Deep learning is self-education for machines; you feed an AI huge amounts of data, and eventually it begins to discern patterns all by itself. In this case, the data was the activity on the screen—blocky pixels representing the bricks, the ball, and the player’s paddle. The DeepMind AI, a so-called neural network made up of layered algorithms, wasn’t programmed with any knowledge about how Breakout works, its rules, its goals, or even how to play it. The coders just let the neural net examine the results of each action, each bounce of the ball. Where would it lead?

To some very impressive skills, it turns out. During the first few games, the AI flailed around. But after playing a few hundred times, it had begun accurately bouncing the ball. By the 600th game, the neural net was using a more expert move employed by human Breakout players, chipping through an entire column of bricks and setting the ball bouncing merrily along the top of the wall.

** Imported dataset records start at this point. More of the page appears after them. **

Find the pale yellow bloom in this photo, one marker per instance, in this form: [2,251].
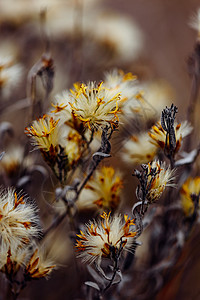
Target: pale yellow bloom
[95,105]
[191,186]
[102,191]
[105,237]
[139,150]
[18,219]
[157,183]
[12,259]
[45,133]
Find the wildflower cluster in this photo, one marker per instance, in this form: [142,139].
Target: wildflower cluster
[90,136]
[106,238]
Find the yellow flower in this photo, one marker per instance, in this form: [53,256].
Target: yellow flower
[105,238]
[95,105]
[45,133]
[12,259]
[158,135]
[18,219]
[157,182]
[102,191]
[139,149]
[191,186]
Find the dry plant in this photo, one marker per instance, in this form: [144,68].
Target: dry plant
[82,218]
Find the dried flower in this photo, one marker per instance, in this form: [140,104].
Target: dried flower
[18,219]
[105,238]
[158,135]
[45,133]
[102,191]
[139,149]
[153,178]
[39,265]
[95,105]
[158,178]
[12,260]
[189,188]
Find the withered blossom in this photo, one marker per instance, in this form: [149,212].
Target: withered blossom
[18,219]
[105,238]
[45,133]
[94,105]
[154,178]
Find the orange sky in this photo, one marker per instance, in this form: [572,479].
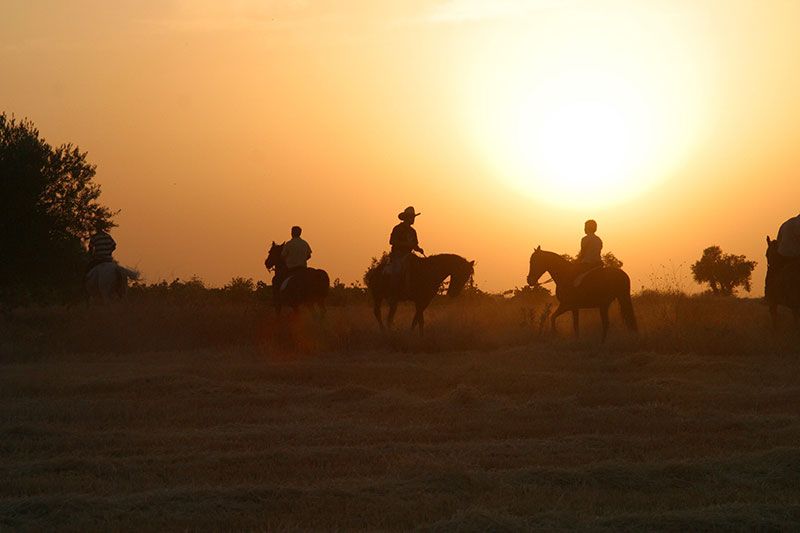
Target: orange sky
[216,126]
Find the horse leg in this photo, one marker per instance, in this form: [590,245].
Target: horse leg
[575,322]
[392,311]
[376,310]
[604,318]
[773,313]
[559,311]
[419,320]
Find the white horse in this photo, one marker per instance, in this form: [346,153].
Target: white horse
[108,281]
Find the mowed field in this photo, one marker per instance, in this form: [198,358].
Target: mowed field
[178,415]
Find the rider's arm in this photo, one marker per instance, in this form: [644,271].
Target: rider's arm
[583,249]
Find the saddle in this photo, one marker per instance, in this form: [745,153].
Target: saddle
[580,277]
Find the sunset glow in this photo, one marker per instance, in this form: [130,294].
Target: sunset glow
[216,126]
[597,113]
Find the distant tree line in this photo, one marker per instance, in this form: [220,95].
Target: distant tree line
[48,208]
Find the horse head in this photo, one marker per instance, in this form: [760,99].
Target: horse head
[459,277]
[537,266]
[773,257]
[274,259]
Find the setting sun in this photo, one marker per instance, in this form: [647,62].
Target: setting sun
[598,118]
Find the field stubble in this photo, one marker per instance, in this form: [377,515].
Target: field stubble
[185,415]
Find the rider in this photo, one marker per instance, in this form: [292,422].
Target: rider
[404,242]
[296,252]
[789,238]
[591,247]
[101,248]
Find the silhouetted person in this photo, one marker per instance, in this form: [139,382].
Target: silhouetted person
[590,255]
[296,252]
[101,248]
[789,238]
[403,242]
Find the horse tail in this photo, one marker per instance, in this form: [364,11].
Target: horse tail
[626,306]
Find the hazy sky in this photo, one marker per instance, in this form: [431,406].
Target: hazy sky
[216,125]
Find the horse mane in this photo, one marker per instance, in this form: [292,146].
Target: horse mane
[443,257]
[131,273]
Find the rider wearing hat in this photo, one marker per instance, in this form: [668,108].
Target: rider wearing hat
[404,242]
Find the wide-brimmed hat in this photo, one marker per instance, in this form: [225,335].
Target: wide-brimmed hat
[409,212]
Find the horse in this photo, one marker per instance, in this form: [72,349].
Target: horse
[782,284]
[108,281]
[306,287]
[425,276]
[598,288]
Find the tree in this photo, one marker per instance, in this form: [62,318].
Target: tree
[48,208]
[723,272]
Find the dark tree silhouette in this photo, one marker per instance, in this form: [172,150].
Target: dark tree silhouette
[48,206]
[723,272]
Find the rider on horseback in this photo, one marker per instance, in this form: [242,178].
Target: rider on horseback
[404,242]
[101,249]
[590,256]
[296,253]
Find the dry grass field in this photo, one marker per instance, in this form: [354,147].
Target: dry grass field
[180,415]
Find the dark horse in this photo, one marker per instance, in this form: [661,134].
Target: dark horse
[597,289]
[426,275]
[307,287]
[782,285]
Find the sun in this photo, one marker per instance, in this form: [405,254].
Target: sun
[595,115]
[584,137]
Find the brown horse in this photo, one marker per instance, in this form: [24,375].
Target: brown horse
[307,287]
[426,275]
[782,285]
[597,289]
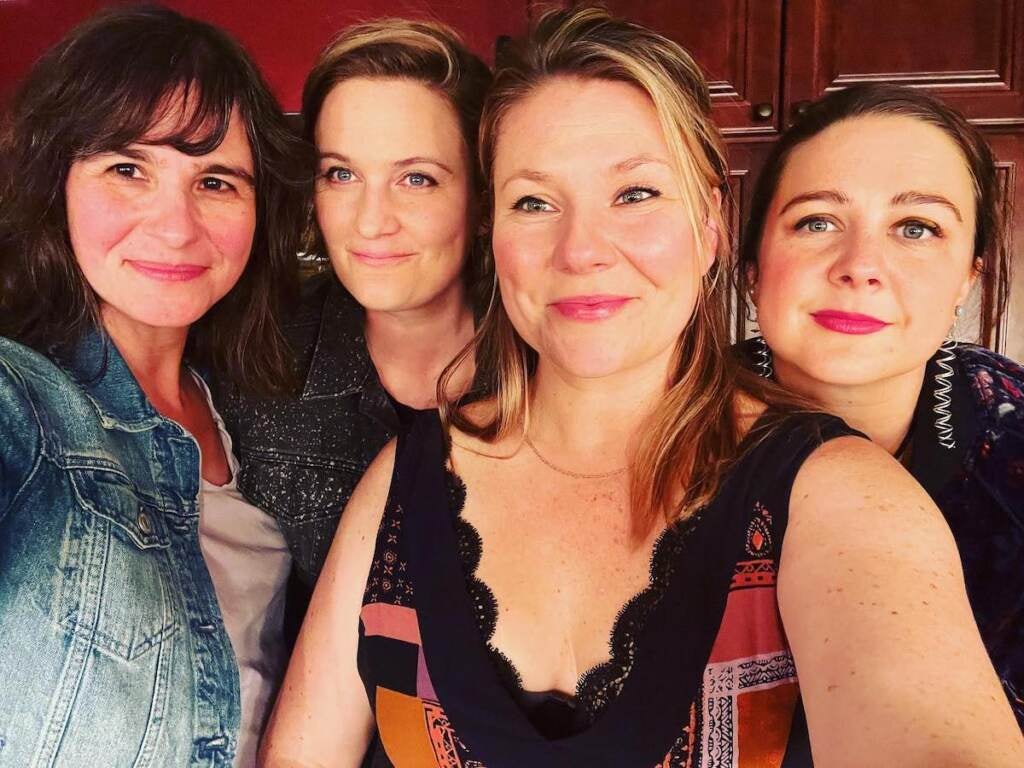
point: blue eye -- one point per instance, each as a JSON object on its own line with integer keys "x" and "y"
{"x": 816, "y": 224}
{"x": 914, "y": 229}
{"x": 215, "y": 184}
{"x": 338, "y": 174}
{"x": 530, "y": 204}
{"x": 420, "y": 180}
{"x": 637, "y": 195}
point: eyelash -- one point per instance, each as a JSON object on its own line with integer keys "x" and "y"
{"x": 935, "y": 229}
{"x": 117, "y": 168}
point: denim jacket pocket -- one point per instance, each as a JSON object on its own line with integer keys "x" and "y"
{"x": 117, "y": 587}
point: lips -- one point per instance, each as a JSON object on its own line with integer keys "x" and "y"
{"x": 379, "y": 258}
{"x": 168, "y": 272}
{"x": 849, "y": 323}
{"x": 589, "y": 308}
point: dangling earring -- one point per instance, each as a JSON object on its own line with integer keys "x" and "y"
{"x": 943, "y": 385}
{"x": 762, "y": 352}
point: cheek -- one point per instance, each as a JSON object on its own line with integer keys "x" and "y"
{"x": 96, "y": 223}
{"x": 231, "y": 235}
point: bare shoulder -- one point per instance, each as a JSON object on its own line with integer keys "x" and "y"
{"x": 872, "y": 600}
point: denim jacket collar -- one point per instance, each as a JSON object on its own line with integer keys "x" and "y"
{"x": 341, "y": 364}
{"x": 97, "y": 366}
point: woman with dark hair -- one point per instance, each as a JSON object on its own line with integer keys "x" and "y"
{"x": 632, "y": 553}
{"x": 392, "y": 108}
{"x": 872, "y": 219}
{"x": 147, "y": 200}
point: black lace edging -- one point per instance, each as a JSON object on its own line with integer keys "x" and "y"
{"x": 598, "y": 686}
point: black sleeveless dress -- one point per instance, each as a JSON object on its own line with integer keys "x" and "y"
{"x": 700, "y": 673}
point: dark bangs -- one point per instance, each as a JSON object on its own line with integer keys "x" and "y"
{"x": 145, "y": 75}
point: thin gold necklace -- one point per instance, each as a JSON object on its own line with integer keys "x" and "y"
{"x": 569, "y": 472}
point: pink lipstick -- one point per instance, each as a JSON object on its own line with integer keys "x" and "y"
{"x": 589, "y": 308}
{"x": 848, "y": 323}
{"x": 379, "y": 258}
{"x": 168, "y": 272}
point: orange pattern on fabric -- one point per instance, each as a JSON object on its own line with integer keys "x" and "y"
{"x": 402, "y": 729}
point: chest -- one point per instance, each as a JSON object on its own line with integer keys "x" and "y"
{"x": 561, "y": 564}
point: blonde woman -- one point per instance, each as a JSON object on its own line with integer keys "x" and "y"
{"x": 627, "y": 489}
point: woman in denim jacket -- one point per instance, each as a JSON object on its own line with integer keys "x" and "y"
{"x": 145, "y": 209}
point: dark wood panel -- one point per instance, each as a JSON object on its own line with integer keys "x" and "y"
{"x": 737, "y": 44}
{"x": 971, "y": 52}
{"x": 1006, "y": 334}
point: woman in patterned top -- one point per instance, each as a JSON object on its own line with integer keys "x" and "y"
{"x": 628, "y": 486}
{"x": 859, "y": 268}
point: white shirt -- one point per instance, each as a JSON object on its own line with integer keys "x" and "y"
{"x": 249, "y": 563}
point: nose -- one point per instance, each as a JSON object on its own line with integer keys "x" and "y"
{"x": 174, "y": 218}
{"x": 375, "y": 214}
{"x": 582, "y": 245}
{"x": 859, "y": 263}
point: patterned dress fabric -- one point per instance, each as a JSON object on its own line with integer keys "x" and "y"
{"x": 700, "y": 674}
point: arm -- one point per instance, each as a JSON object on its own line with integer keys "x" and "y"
{"x": 322, "y": 716}
{"x": 871, "y": 595}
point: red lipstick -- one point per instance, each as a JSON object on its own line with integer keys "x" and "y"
{"x": 848, "y": 323}
{"x": 168, "y": 272}
{"x": 589, "y": 308}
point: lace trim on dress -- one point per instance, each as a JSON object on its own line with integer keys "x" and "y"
{"x": 598, "y": 686}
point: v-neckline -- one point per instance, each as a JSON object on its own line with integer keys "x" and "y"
{"x": 648, "y": 714}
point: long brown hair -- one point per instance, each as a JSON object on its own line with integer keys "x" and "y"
{"x": 102, "y": 87}
{"x": 426, "y": 52}
{"x": 991, "y": 245}
{"x": 694, "y": 433}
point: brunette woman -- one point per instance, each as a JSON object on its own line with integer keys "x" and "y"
{"x": 628, "y": 488}
{"x": 147, "y": 201}
{"x": 871, "y": 221}
{"x": 392, "y": 108}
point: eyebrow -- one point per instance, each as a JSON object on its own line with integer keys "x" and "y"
{"x": 216, "y": 168}
{"x": 829, "y": 196}
{"x": 918, "y": 198}
{"x": 622, "y": 166}
{"x": 635, "y": 162}
{"x": 404, "y": 163}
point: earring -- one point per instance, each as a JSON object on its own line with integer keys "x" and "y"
{"x": 943, "y": 385}
{"x": 762, "y": 352}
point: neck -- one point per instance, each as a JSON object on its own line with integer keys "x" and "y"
{"x": 412, "y": 347}
{"x": 882, "y": 410}
{"x": 154, "y": 355}
{"x": 592, "y": 423}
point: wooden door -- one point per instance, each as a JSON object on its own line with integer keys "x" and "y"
{"x": 737, "y": 43}
{"x": 971, "y": 52}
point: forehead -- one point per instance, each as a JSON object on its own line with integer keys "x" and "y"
{"x": 879, "y": 154}
{"x": 386, "y": 116}
{"x": 570, "y": 120}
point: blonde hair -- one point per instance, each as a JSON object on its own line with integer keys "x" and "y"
{"x": 693, "y": 434}
{"x": 426, "y": 52}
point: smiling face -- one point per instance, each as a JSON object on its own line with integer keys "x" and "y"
{"x": 161, "y": 236}
{"x": 392, "y": 192}
{"x": 598, "y": 265}
{"x": 867, "y": 249}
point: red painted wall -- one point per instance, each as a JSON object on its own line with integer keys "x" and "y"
{"x": 284, "y": 36}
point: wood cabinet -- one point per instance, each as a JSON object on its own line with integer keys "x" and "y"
{"x": 764, "y": 60}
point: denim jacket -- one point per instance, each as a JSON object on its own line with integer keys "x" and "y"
{"x": 112, "y": 644}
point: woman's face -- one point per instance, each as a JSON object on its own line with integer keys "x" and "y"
{"x": 161, "y": 236}
{"x": 867, "y": 249}
{"x": 598, "y": 264}
{"x": 392, "y": 192}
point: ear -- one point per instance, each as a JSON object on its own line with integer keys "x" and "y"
{"x": 712, "y": 235}
{"x": 969, "y": 281}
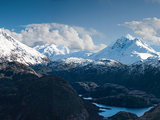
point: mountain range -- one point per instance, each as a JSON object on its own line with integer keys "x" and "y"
{"x": 13, "y": 50}
{"x": 127, "y": 50}
{"x": 126, "y": 72}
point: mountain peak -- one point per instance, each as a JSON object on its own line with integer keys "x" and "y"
{"x": 125, "y": 42}
{"x": 127, "y": 50}
{"x": 13, "y": 50}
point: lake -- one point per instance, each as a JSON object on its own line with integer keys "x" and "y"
{"x": 111, "y": 110}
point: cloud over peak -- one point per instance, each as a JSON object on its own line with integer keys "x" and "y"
{"x": 74, "y": 37}
{"x": 148, "y": 28}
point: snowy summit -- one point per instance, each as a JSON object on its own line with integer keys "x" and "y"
{"x": 13, "y": 50}
{"x": 127, "y": 50}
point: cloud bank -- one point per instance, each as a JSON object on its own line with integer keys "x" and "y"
{"x": 75, "y": 38}
{"x": 148, "y": 29}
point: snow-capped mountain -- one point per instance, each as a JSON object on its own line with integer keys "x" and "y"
{"x": 127, "y": 50}
{"x": 53, "y": 51}
{"x": 56, "y": 52}
{"x": 13, "y": 50}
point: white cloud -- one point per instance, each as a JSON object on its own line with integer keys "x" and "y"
{"x": 76, "y": 38}
{"x": 148, "y": 29}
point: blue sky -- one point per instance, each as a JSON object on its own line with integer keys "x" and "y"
{"x": 101, "y": 15}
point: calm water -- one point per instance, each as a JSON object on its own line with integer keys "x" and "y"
{"x": 113, "y": 110}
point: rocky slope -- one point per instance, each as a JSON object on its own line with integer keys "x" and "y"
{"x": 26, "y": 96}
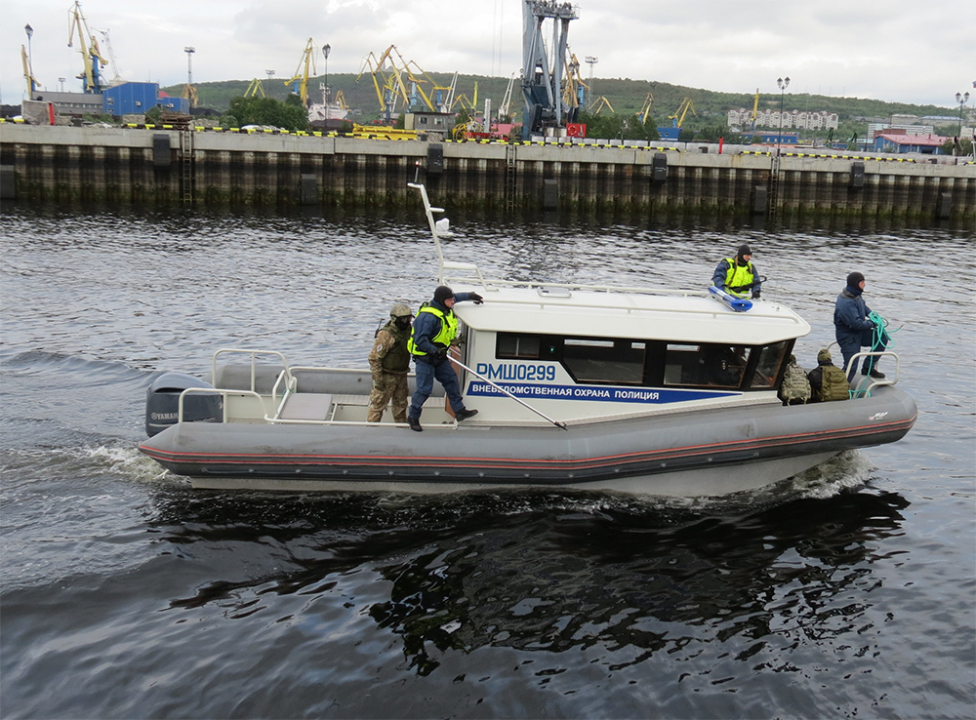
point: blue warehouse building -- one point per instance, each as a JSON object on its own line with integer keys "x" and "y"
{"x": 132, "y": 98}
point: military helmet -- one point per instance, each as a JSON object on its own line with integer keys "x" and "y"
{"x": 401, "y": 310}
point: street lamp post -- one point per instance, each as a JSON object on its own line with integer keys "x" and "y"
{"x": 326, "y": 49}
{"x": 961, "y": 98}
{"x": 30, "y": 62}
{"x": 783, "y": 83}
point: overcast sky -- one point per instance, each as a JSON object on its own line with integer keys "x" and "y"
{"x": 895, "y": 50}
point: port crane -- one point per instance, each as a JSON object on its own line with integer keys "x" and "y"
{"x": 255, "y": 89}
{"x": 574, "y": 88}
{"x": 388, "y": 83}
{"x": 601, "y": 103}
{"x": 299, "y": 80}
{"x": 503, "y": 109}
{"x": 645, "y": 111}
{"x": 28, "y": 73}
{"x": 679, "y": 116}
{"x": 542, "y": 79}
{"x": 88, "y": 47}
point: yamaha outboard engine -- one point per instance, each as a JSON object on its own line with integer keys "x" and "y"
{"x": 163, "y": 402}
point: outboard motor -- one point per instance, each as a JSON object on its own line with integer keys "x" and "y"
{"x": 163, "y": 402}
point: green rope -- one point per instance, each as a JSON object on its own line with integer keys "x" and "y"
{"x": 880, "y": 330}
{"x": 879, "y": 333}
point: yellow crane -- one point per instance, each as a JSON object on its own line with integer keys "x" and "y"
{"x": 88, "y": 48}
{"x": 388, "y": 83}
{"x": 255, "y": 89}
{"x": 299, "y": 81}
{"x": 601, "y": 103}
{"x": 463, "y": 101}
{"x": 503, "y": 109}
{"x": 679, "y": 116}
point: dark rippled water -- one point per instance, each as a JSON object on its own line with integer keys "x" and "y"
{"x": 847, "y": 592}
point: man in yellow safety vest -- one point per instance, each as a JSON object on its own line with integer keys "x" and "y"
{"x": 737, "y": 276}
{"x": 434, "y": 329}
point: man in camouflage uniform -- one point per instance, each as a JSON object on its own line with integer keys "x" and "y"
{"x": 389, "y": 361}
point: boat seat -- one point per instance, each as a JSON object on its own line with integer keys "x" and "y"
{"x": 306, "y": 406}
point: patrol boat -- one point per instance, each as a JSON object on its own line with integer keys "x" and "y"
{"x": 577, "y": 386}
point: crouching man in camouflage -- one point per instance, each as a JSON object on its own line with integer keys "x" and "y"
{"x": 389, "y": 361}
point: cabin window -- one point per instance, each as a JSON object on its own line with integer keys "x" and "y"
{"x": 518, "y": 347}
{"x": 769, "y": 366}
{"x": 704, "y": 365}
{"x": 598, "y": 361}
{"x": 652, "y": 363}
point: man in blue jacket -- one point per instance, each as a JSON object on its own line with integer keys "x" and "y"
{"x": 853, "y": 329}
{"x": 434, "y": 329}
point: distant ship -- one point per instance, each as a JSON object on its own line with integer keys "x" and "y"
{"x": 335, "y": 110}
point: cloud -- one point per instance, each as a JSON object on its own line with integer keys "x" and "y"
{"x": 898, "y": 50}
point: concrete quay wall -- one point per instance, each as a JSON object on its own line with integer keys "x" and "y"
{"x": 165, "y": 165}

“That was a big surprise for us,” Demis Hassabis, CEO of DeepMind, said at the time. “The strategy completely emerged from the underlying system.” The AI had shown itself capable of what seemed to be an unusually subtle piece of humanlike thinking, a grasping of the inherent concepts behind Breakout. Because neural nets loosely mirror the structure of the human brain, the theory was that they should mimic, in some respects, our own style of cognition. This moment seemed to serve as proof that the theory was right.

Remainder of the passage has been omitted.